Hung Huang (洪晃 (Hóng Huàng); born 16 July 1962) is a Chinese-American media figure. Daughter of Zhang Hanzhi and stepdaughter of Qiao Guanhua, Hung established a media career in the 2000s, gaining public attention for the contrast between her "red aristocracy" background and her irreverent, free-spirited public persona. She served as publisher of the fashion magazine iLook from 1999 to 2015.

== Personal life ==
Hung was born to Zhang Hanzhi, who would become the English tutor of Mao Zedong, and Hong Junyan (洪君彦), an economist. Her parents divorced in 1973. Zhang then married Qiao Guanhua, the Foreign Minister of the People's Republic of China in the 1970s. After the Cultural Revolution, Hung's mother was accused of collaborating with the Gang of Four and was placed under house arrest for two years.

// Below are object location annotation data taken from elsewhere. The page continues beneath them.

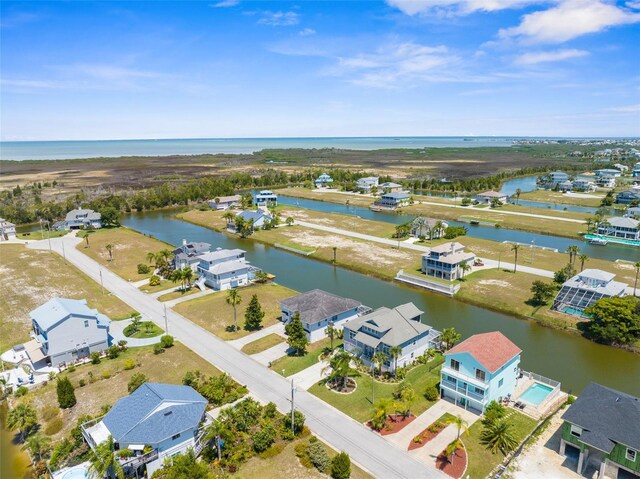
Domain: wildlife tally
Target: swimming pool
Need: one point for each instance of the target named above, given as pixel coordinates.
(536, 393)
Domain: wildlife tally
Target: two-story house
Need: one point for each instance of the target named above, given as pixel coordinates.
(82, 219)
(385, 328)
(188, 255)
(445, 261)
(66, 330)
(479, 370)
(224, 269)
(584, 289)
(603, 427)
(266, 198)
(318, 309)
(165, 418)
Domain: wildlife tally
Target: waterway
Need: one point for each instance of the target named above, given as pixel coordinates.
(609, 252)
(562, 356)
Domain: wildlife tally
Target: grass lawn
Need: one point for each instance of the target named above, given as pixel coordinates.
(130, 248)
(289, 365)
(262, 344)
(29, 278)
(286, 464)
(358, 403)
(214, 314)
(168, 367)
(480, 460)
(147, 329)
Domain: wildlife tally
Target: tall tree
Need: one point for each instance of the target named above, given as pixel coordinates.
(253, 315)
(233, 299)
(297, 337)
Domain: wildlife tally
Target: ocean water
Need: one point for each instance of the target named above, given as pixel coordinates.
(62, 150)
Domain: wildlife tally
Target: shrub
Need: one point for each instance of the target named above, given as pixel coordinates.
(318, 456)
(341, 466)
(66, 396)
(54, 426)
(432, 394)
(166, 341)
(129, 364)
(143, 269)
(21, 391)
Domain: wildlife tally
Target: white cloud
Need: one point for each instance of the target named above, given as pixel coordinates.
(279, 19)
(456, 7)
(533, 58)
(568, 20)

In 1974, Hung, at the age of 12, was sent to America to study. She graduated from Vassar College in 1984.

Hung married four times. Her second husband is the film director Chen Kaige. In 2006, Hung adopted a daughter from Sichuan.

==Career==
After college, Hung worked as a consultant and comprador in both China and the US until 1999, when she took over the fashion magazine Look, later known as iLook, from its founder Jane Huang, wife of Tan Dun. Apart from being the publisher, Hung was also the magazine's editor-in-chief since August 2006. The magazine published its last issue in December 2015.

In the late 2000s and early 2010s, Hung is sometimes compared by Western media to China's Oprah Winfrey or Anna Wintour. Since early 2012, she has written a weekly column called ChinaFile for Women's Wear Daily. She has been selected by the Time magazine as one of the world's 100 most influential people in 2011.